Kirby Corporation reported unaudited consolidated earnings results for the fourth quarter and year ended December 31, 2017. For the quarter, the company's revenues were $708,111,000 against $435,650,000 a year ago. Operating loss was $52,167,000 against operating income of $56,800,000 a year ago. Loss before taxes on income was $58,860,000 against earnings of $52,370,000 a year ago. Net earnings attributable to the company were $231,319,000 or $3.87 per diluted share against $32,355,000 or $0.60 per diluted share a year ago. EBITDA was $109,048,000 against $108,834,000 a year ago. Capital expenditures were $43,785,000 against $61,761,000 a year ago.

For the year, the company's revenues were $2,214,418,000 against $1,770,673,000 a year ago. Operating income was $94,247,000 against $245,195,000 a year ago. Earnings before taxes on income were $73,014,000 against $227,746,000 a year ago. Net earnings attributable to the company were $313,187,000 or $5.62 per basic and diluted share against $141,406,000 or $2.62 per diluted share a year ago. EBITDA was $402,363,000 against $444,955,000 a year ago. Capital expenditures were $177,222,000 against $231,066,000 a year ago.

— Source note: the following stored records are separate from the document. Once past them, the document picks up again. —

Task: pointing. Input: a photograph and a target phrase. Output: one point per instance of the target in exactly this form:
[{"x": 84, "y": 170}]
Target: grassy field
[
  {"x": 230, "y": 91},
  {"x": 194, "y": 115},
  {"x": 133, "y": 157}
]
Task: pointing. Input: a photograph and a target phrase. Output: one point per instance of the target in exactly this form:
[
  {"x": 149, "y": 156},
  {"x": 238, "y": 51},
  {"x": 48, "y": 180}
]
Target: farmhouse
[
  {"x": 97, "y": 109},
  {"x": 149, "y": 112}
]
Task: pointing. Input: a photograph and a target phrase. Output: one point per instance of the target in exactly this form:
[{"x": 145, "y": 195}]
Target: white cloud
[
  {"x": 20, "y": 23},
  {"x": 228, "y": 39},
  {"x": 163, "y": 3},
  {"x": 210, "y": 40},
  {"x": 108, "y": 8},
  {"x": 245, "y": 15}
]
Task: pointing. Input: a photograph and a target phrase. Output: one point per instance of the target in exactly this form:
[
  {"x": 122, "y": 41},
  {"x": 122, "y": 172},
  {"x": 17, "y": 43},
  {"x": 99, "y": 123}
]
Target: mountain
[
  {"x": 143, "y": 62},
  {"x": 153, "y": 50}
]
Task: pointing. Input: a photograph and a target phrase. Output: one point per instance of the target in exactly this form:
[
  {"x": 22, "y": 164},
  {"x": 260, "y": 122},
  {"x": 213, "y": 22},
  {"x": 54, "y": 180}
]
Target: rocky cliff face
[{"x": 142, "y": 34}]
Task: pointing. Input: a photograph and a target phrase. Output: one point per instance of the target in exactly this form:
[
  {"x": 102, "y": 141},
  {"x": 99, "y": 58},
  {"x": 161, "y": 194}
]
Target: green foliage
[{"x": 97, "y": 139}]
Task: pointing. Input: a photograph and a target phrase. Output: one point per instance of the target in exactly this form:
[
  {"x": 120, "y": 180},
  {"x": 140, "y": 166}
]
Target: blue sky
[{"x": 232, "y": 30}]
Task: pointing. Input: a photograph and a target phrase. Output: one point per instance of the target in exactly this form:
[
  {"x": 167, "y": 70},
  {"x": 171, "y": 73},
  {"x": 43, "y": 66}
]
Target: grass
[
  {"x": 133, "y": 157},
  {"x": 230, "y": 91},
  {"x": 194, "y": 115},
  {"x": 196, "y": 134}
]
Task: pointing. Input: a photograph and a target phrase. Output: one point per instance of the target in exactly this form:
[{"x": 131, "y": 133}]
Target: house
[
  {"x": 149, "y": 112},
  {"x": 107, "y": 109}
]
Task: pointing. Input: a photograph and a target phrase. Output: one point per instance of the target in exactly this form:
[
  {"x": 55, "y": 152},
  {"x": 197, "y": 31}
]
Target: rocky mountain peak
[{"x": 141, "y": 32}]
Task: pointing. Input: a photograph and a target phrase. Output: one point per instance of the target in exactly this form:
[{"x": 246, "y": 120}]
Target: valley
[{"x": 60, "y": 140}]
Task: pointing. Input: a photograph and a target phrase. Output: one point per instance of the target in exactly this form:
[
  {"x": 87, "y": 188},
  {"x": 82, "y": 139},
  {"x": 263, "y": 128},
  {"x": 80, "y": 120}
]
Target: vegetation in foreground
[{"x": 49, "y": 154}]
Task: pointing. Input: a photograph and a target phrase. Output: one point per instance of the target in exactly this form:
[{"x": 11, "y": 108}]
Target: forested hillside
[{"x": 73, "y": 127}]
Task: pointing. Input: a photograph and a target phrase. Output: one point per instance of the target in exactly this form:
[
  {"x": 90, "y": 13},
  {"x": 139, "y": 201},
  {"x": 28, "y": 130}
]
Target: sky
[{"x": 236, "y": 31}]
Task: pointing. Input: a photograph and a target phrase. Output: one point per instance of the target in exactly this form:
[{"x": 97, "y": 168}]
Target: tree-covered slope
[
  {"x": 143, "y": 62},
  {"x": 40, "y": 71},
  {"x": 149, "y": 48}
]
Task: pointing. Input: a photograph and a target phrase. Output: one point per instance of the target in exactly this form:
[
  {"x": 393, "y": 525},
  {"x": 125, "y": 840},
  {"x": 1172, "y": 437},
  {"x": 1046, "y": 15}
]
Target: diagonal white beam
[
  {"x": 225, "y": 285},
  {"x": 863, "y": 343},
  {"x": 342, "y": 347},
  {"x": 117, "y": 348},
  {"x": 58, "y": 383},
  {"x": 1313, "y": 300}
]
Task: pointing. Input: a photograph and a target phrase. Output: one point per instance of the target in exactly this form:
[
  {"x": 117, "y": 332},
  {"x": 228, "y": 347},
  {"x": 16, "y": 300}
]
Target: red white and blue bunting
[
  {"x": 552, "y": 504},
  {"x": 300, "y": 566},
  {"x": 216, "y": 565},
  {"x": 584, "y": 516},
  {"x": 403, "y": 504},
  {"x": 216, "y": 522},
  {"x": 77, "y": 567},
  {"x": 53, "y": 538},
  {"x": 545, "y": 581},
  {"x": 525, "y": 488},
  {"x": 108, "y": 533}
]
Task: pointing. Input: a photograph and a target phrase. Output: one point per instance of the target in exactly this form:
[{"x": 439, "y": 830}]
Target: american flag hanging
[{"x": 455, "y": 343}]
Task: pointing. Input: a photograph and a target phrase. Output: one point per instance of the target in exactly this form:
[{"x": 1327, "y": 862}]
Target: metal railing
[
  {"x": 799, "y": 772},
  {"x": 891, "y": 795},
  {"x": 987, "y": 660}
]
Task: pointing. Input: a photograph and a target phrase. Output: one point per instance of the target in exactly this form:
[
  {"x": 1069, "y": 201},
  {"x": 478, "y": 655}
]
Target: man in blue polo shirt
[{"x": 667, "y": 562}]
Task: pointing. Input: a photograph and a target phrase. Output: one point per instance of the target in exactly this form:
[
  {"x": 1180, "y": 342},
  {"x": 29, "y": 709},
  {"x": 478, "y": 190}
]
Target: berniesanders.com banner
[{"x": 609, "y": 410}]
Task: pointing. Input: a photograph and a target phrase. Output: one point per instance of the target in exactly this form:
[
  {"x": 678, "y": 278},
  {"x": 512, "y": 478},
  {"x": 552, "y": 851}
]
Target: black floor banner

For the quarter, the company reported impairment of long-lived assets of $105,712,000.

For the first quarter of 2018, the company's earnings guidance is $0.45 to $0.65 per share compared with $0.51 per share for the 2017 first quarter. This includes a $0.05 to $0.10 per share temporary negative impact to distribution and services segment related to the adoption of a new revenue recognition accounting standard which limits percentage of completion revenue accruals. This new standard will result in revenue accrual timing delays on certain new pressure pumping unit orders until the second quarter

For the full year 2018, the company's earnings guidance is $2.50 to $3.00 per share. The new revenue recognition standard is not expected to materially impact the full year earnings results. These guidance ranges include the benefit of a lower effective tax rate of $0.08 to $0.12 per share for the first quarter and $0.40 to $0.50 per share for the full year. Capital spending to be in the $195 to $215 million range. Capital spending guidance includes approximately $75 million in progress payments on new marine vessels including six 5,000 horsepower coastal tugboats, and fifteen inland towboats of varying horsepower to be delivered over a period of three years.